In May, the independent polling firm Fairbanks, Maslin, Maullin, Metz & Associates — hired by the No campaign — interviewed 800 likely voters over the phone and read them the ballot measure's language. According to a polling memo released by the campaign, 37 percent of respondents said they would vote yes on the proposal, while 44 percent said they'd vote no; 19 percent said they were undecided. The poll has a 3.6 percent margin of error. 

Now, this poll should be taken with a grain of salt — it was, after all, paid for by the ballot measure's chief critics.
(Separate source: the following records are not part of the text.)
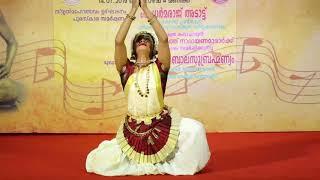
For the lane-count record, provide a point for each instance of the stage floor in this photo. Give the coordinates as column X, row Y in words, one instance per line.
column 242, row 156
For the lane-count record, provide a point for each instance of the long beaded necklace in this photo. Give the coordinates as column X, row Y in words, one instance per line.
column 136, row 84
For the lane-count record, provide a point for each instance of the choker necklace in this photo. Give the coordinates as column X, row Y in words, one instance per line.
column 136, row 84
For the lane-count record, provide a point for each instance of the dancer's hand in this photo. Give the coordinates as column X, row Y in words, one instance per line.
column 135, row 4
column 143, row 4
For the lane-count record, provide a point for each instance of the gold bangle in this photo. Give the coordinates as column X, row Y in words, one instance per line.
column 130, row 17
column 154, row 18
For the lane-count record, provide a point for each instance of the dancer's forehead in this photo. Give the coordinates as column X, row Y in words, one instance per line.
column 144, row 36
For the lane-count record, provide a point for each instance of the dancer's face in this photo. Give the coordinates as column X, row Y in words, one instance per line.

For this reason, Jill Stewart, the campaign manager for the Yes side (as well as former L.A. Weekly managing editor), blasted the survey.

“This phony poll, paid for by billionaire developers, confirms what we already know: Billionaire developers and their lobbyists must lie if they have any hope of beating the Neighborhood Integrity Initiative,” she wrote in an email. “This is a window into their strategy to say anything and do anything to defend an indefensible status quo at the expense of the neighborhoods and the residents of Los Angeles.”
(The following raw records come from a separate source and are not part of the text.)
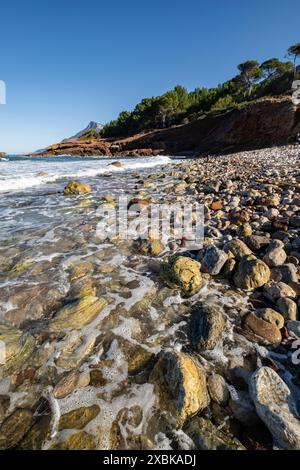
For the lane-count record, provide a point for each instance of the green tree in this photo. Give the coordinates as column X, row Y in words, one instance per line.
column 251, row 73
column 272, row 68
column 294, row 53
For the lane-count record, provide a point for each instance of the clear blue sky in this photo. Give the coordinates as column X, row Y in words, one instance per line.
column 68, row 62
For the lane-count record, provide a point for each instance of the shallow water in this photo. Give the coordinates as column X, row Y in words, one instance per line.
column 44, row 238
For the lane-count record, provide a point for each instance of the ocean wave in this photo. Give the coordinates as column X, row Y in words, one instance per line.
column 20, row 175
The opposition to the Neighborhood Integrity Initiative is indeed funded largely by developers. The measure itself was written by the AIDS Healthcare Foundation, which is also the organization funding it.  

The exact language of the poll question, according to the campaign manager for the No side, Mike Shimpock, read:

RESTRICTIONS ON GENERAL PLAN AMENDMENTS, REQUIRED REVIEW OF GENERAL PLAN; BUILDING MORATORIUM, INITIATIVE ORDINANCE. Shall the City adopt an ordinance prohibiting geographic amendments to the City’s General Plan unless the area has significant social, economic or physical identity; requiring periodic Plan review; requiring consistency with General Plan; voiding existing zoning laws inconsistent with General Plan; imposing a two-year moratorium on projects that have or seek General Plan amendments and zoning changes; and prohibiting parking variances?       
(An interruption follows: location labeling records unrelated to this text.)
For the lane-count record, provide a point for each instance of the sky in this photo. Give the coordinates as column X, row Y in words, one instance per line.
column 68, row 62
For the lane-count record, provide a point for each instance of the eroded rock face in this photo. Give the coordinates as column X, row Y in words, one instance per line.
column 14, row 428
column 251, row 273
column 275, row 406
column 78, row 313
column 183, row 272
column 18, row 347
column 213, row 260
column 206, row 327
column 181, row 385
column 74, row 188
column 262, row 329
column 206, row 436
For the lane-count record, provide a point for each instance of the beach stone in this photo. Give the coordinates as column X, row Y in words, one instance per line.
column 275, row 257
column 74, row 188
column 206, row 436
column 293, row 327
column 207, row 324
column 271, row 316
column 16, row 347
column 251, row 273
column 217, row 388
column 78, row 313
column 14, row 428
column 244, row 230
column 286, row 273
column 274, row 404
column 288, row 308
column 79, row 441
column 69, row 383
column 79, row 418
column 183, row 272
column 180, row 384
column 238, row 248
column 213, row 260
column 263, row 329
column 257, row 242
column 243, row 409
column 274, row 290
Shimpock defended the poll, saying its language hews fairly closely to the language submitted to the City Clerk. 

“I think the Neighborhood Integrity Initiative people are victims of their own echo chamber,” Shimpock told us. “They’re not talking to everyone in Los Angeles. They're only talking to themselves, and people that are irrationally angry. You can’t run a city or pass an initiative by only talking to the people who are speaking the loudest.”

An earlier poll, taken by the same firm in April, showed the initiative leading by an 11-point margin.

Credit: Fairbank, Maslin, Maullin, Metz & Associates

Credit: Fairbank, Maslin, Maullin, Metz & Associates

According to Shimpock, more than two-thirds of those interviewed by the pollsters said they thought the city is going in the right direction; a slightly higher number said they thought their neighborhood is going in the right direction.

The initiative, planned for the March 2017 ballot, seeks to curb the practice of “spot-zoning,” in which the City Council grants developers special exemptions to the zoning code. Backers of the Neighborhood Integrity Initiative say the practice is a modern form of graft. They also say that the developers have built a glut of new, expensive apartment buildings that have led to higher housing prices and gentrification.

A number of neighborhood council members* and neighborhood activists have come out in support of the measure. But Shimpock said they don't represent a majority of the city.

“There is a small minority of people who feel threatened in their homes or communities, and in some cases they have a legitimate complaint,” Shimpock said. “To assume that those needs are the same for every part of Los Angeles — it’s not only selfish and reckless, it’s dangerous.”

*Correction: A previous version of this post stated that a number of neighborhood councils have come out in support of the Neighborhood Integrity Initiative. In fact, most have not taken a position yet.